The other significant lender was the Central American Bank for Economic Integration (CABEI), which joined Bancolombia as lead MLA – and each provided the top ticket of US$66.5 million.

As well as Latin American lenders, though, the project borrowed US$200 million from China – though not through the usual channels.

As Guatemala recognises Taiwan, and not People’s Republic, as China, Chinese state lenders were not in a position to lend to the project. This was got around, however, by the EPC contractor, China Machine New Energy, providing US$200 million.

Financing – take two

Bancolombia and CABEI arranged a 10-year, US$350 million loan at a landmark low price for project finance in the region.

The two joint lead arrangers (JLAs) each lent US$66.5 million on the term loan, while a Fondo de Capital Privado BIBA managed by Bancolombia contributed US$47 million. Panama’s Banco Geral and HSBC’s Panama branch were lead arrangers after the two JLAs.

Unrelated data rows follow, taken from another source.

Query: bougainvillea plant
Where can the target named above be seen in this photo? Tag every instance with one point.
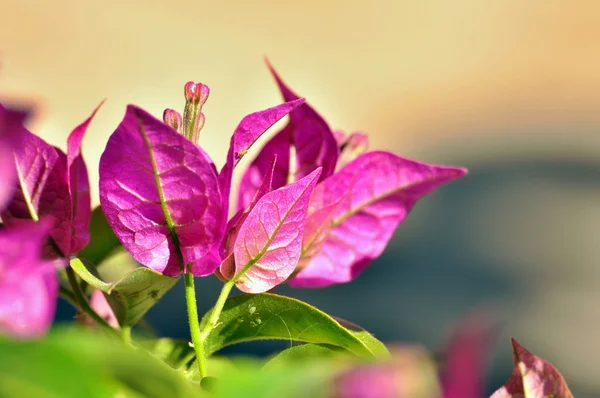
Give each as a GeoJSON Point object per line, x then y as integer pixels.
{"type": "Point", "coordinates": [314, 208]}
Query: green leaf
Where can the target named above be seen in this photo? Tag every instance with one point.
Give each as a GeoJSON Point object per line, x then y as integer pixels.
{"type": "Point", "coordinates": [103, 240]}
{"type": "Point", "coordinates": [175, 353]}
{"type": "Point", "coordinates": [297, 381]}
{"type": "Point", "coordinates": [305, 352]}
{"type": "Point", "coordinates": [269, 316]}
{"type": "Point", "coordinates": [131, 296]}
{"type": "Point", "coordinates": [376, 346]}
{"type": "Point", "coordinates": [79, 363]}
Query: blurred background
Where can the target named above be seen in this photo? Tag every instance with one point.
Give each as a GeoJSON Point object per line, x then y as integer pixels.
{"type": "Point", "coordinates": [509, 89]}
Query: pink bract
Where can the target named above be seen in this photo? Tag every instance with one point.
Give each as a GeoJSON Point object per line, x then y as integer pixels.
{"type": "Point", "coordinates": [52, 185]}
{"type": "Point", "coordinates": [269, 242]}
{"type": "Point", "coordinates": [28, 284]}
{"type": "Point", "coordinates": [376, 191]}
{"type": "Point", "coordinates": [308, 134]}
{"type": "Point", "coordinates": [533, 377]}
{"type": "Point", "coordinates": [160, 195]}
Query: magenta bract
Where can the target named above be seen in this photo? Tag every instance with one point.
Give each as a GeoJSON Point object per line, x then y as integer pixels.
{"type": "Point", "coordinates": [53, 185]}
{"type": "Point", "coordinates": [376, 191]}
{"type": "Point", "coordinates": [160, 195]}
{"type": "Point", "coordinates": [533, 377]}
{"type": "Point", "coordinates": [307, 134]}
{"type": "Point", "coordinates": [278, 146]}
{"type": "Point", "coordinates": [11, 122]}
{"type": "Point", "coordinates": [467, 354]}
{"type": "Point", "coordinates": [28, 284]}
{"type": "Point", "coordinates": [269, 242]}
{"type": "Point", "coordinates": [247, 132]}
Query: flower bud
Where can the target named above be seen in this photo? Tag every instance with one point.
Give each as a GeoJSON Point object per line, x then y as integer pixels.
{"type": "Point", "coordinates": [173, 119]}
{"type": "Point", "coordinates": [196, 93]}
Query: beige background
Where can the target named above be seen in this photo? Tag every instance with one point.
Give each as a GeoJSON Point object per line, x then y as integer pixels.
{"type": "Point", "coordinates": [457, 81]}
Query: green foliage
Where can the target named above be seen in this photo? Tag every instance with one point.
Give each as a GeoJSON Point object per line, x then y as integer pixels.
{"type": "Point", "coordinates": [269, 316]}
{"type": "Point", "coordinates": [77, 363]}
{"type": "Point", "coordinates": [132, 295]}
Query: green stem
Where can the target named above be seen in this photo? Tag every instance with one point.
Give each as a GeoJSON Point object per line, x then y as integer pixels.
{"type": "Point", "coordinates": [199, 336]}
{"type": "Point", "coordinates": [82, 302]}
{"type": "Point", "coordinates": [68, 295]}
{"type": "Point", "coordinates": [126, 334]}
{"type": "Point", "coordinates": [190, 298]}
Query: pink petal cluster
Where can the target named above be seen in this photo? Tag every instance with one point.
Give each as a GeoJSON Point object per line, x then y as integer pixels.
{"type": "Point", "coordinates": [412, 373]}
{"type": "Point", "coordinates": [354, 211]}
{"type": "Point", "coordinates": [533, 377]}
{"type": "Point", "coordinates": [28, 282]}
{"type": "Point", "coordinates": [53, 185]}
{"type": "Point", "coordinates": [297, 218]}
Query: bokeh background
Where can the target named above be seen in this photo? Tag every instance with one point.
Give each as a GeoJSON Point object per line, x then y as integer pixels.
{"type": "Point", "coordinates": [510, 89]}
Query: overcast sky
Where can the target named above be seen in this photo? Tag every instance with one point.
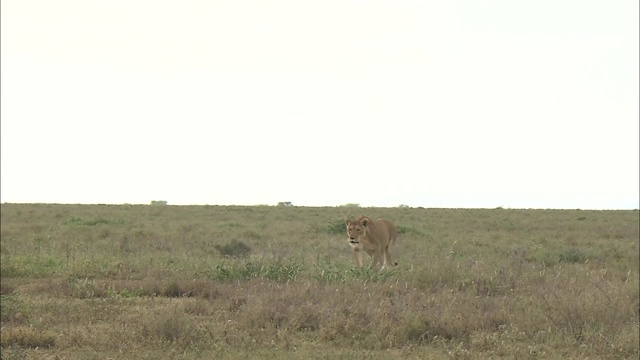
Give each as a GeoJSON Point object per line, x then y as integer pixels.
{"type": "Point", "coordinates": [519, 104]}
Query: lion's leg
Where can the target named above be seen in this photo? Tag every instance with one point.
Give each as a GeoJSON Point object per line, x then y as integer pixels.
{"type": "Point", "coordinates": [377, 258]}
{"type": "Point", "coordinates": [357, 257]}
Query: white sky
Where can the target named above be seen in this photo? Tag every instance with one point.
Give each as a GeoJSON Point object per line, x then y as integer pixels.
{"type": "Point", "coordinates": [520, 104]}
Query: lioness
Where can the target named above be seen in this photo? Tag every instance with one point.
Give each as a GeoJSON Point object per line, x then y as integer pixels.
{"type": "Point", "coordinates": [376, 238]}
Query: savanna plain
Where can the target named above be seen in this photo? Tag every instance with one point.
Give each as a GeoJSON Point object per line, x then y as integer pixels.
{"type": "Point", "coordinates": [267, 282]}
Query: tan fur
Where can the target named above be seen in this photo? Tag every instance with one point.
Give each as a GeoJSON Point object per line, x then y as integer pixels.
{"type": "Point", "coordinates": [377, 238]}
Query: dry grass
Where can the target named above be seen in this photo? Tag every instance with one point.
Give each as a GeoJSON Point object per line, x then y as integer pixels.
{"type": "Point", "coordinates": [277, 282]}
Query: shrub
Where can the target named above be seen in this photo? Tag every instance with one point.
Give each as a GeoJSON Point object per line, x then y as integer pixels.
{"type": "Point", "coordinates": [234, 249]}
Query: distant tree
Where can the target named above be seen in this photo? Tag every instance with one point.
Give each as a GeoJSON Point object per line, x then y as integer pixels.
{"type": "Point", "coordinates": [350, 205]}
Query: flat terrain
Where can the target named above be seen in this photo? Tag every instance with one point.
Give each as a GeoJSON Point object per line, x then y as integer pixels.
{"type": "Point", "coordinates": [203, 282]}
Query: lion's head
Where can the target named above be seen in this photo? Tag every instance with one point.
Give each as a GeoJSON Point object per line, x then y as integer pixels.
{"type": "Point", "coordinates": [356, 230]}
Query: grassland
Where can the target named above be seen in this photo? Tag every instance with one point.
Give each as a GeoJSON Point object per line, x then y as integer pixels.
{"type": "Point", "coordinates": [198, 282]}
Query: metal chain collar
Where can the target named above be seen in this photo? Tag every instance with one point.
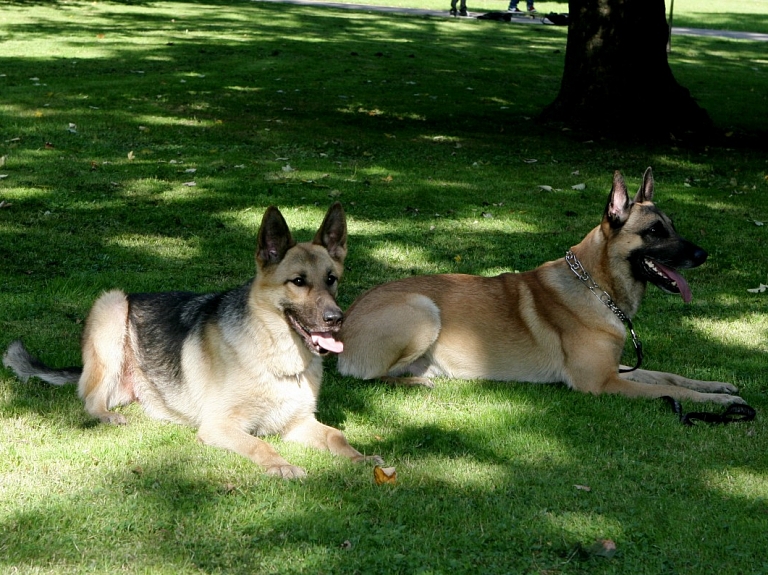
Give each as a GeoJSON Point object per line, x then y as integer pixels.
{"type": "Point", "coordinates": [602, 295]}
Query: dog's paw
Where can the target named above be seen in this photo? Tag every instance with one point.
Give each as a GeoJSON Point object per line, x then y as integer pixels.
{"type": "Point", "coordinates": [723, 398]}
{"type": "Point", "coordinates": [375, 459]}
{"type": "Point", "coordinates": [286, 471]}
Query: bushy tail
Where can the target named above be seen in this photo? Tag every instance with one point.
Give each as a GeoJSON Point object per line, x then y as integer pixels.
{"type": "Point", "coordinates": [25, 366]}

The remaining US$170 million was syndicated - following over-subscription - to 11 banks:

  • Banco General (Panama) – US$40m
  • HSBC Bank (Panama) – US$40m
  • Banco Industrial (Guatemala) – US$21m
  • Banco G&T Continental (Guatemala) – US$15m
  • Banco Agromercantil (Guatemala) – US$13m
  • BICSA (Costa Rica) – US$10m
  • Westrust Bank – US$9m
  • Banco Reformador (Guatemala) – US$7m
  • Mercom Bank – US$7m
  • GTC Bank – US$5m
  • Transcom Bank (Barbados) – US$3m

The loan includes a three-year grace period for construction, and is priced at 575bp over Libor - believed to be the first long-term project finance in Guatemala to go under the 600bp barrier.

The loan will amortize fully over the 10-year period – although it is likely to be refinanced once the plant goes operational, expected in 2013.

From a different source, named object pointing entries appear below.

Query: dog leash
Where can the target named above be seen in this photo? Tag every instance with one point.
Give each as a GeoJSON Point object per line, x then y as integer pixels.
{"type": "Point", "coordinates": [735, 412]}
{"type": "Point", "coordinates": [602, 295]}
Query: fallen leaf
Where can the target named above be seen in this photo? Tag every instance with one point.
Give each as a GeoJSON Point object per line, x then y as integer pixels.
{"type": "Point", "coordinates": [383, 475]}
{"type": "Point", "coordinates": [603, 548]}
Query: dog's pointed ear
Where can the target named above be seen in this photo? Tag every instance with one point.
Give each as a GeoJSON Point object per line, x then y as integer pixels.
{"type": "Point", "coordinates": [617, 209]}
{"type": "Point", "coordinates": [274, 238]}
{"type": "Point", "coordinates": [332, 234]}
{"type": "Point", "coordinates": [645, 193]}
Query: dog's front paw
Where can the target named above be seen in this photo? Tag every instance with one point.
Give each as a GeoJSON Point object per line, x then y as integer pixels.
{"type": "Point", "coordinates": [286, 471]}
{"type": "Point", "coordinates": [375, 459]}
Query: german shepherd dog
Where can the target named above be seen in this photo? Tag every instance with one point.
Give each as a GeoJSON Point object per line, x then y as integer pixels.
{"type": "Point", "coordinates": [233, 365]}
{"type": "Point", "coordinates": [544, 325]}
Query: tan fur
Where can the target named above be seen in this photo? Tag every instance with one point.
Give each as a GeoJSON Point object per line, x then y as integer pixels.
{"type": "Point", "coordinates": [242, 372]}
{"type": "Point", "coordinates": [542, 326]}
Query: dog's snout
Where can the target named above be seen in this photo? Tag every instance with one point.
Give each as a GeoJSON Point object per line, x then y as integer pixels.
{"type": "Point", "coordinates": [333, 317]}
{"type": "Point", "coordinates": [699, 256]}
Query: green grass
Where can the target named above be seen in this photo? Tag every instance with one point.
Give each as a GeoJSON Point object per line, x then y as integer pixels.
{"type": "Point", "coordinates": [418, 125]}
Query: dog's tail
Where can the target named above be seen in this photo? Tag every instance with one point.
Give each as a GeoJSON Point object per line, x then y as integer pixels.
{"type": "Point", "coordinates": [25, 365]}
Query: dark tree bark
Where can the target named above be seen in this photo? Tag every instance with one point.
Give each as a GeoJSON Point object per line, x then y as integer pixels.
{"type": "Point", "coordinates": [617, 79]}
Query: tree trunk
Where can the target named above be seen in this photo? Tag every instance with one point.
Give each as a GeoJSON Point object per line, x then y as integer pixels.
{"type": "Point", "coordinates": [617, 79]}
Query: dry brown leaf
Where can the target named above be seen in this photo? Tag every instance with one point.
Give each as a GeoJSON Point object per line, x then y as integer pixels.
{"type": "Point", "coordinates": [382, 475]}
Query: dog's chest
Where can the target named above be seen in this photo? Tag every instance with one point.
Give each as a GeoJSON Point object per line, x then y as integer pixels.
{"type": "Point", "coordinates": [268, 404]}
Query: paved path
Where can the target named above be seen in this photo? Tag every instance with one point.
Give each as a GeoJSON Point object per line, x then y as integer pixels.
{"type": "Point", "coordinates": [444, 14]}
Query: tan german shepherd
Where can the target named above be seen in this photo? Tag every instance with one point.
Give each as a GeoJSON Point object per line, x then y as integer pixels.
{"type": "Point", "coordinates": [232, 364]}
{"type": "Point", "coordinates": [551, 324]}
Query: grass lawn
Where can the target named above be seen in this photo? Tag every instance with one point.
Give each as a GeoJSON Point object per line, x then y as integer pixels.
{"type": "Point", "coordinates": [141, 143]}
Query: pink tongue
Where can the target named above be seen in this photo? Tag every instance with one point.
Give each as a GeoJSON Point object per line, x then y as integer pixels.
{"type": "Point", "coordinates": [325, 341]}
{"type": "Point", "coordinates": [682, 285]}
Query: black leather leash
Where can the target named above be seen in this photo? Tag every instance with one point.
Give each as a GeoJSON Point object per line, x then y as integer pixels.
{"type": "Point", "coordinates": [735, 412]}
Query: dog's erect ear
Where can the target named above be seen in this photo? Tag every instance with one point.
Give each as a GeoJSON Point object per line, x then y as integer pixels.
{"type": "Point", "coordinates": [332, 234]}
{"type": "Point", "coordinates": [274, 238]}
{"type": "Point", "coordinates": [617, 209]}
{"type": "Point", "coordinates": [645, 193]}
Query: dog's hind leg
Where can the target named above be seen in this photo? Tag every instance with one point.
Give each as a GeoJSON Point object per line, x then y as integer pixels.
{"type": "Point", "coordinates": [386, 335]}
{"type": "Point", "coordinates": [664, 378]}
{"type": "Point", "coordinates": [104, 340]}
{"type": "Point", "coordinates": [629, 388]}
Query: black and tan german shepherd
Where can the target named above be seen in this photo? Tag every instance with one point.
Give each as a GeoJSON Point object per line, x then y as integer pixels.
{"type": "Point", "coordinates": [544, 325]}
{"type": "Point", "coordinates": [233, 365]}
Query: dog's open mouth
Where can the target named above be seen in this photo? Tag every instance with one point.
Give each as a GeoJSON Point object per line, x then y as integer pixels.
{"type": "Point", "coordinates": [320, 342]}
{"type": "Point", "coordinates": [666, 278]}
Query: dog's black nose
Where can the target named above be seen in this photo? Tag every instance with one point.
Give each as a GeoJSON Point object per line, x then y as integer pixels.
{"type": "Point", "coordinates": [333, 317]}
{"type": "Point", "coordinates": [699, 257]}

China Machine New Energy Corp. (CMNC), whose contribution can be converted to equity following completion of construction.

Equity comes to US$135 million, filling out the total project value of US$685 million.

AEI was advised on the deal by Clifford Chance. Bancolombia's legal advice came from Milbank, and Shearman & Sterling advised CABEI.

Conclusion

The deal proved to the world that Latin American project finance is not dependent on North American or European support – but rather that, when necessary, the continent can go it alone.

AEI’s perseverance with the deal is also to be commended – a trait of the company also evidenced by its rescuing of a gas-fired IPP in Peru, now in financing.

On closing Jaguar, AEI chief executive Jim Hughes said: "This energy infrastructure investment underpins AEI's continued commitment to Guatemala and the Central American region and is indicative of the company's confidence in the electricity sector's legal and regulatory frameworks.”

A joint statement from the heads of Bancolombia and CABEI said: "The project's financing has been a successful joint effort between AEI and the lead arrangers; the result is a facility with sound fundamentals that demonstrates the financial market potential for well structured development projects.”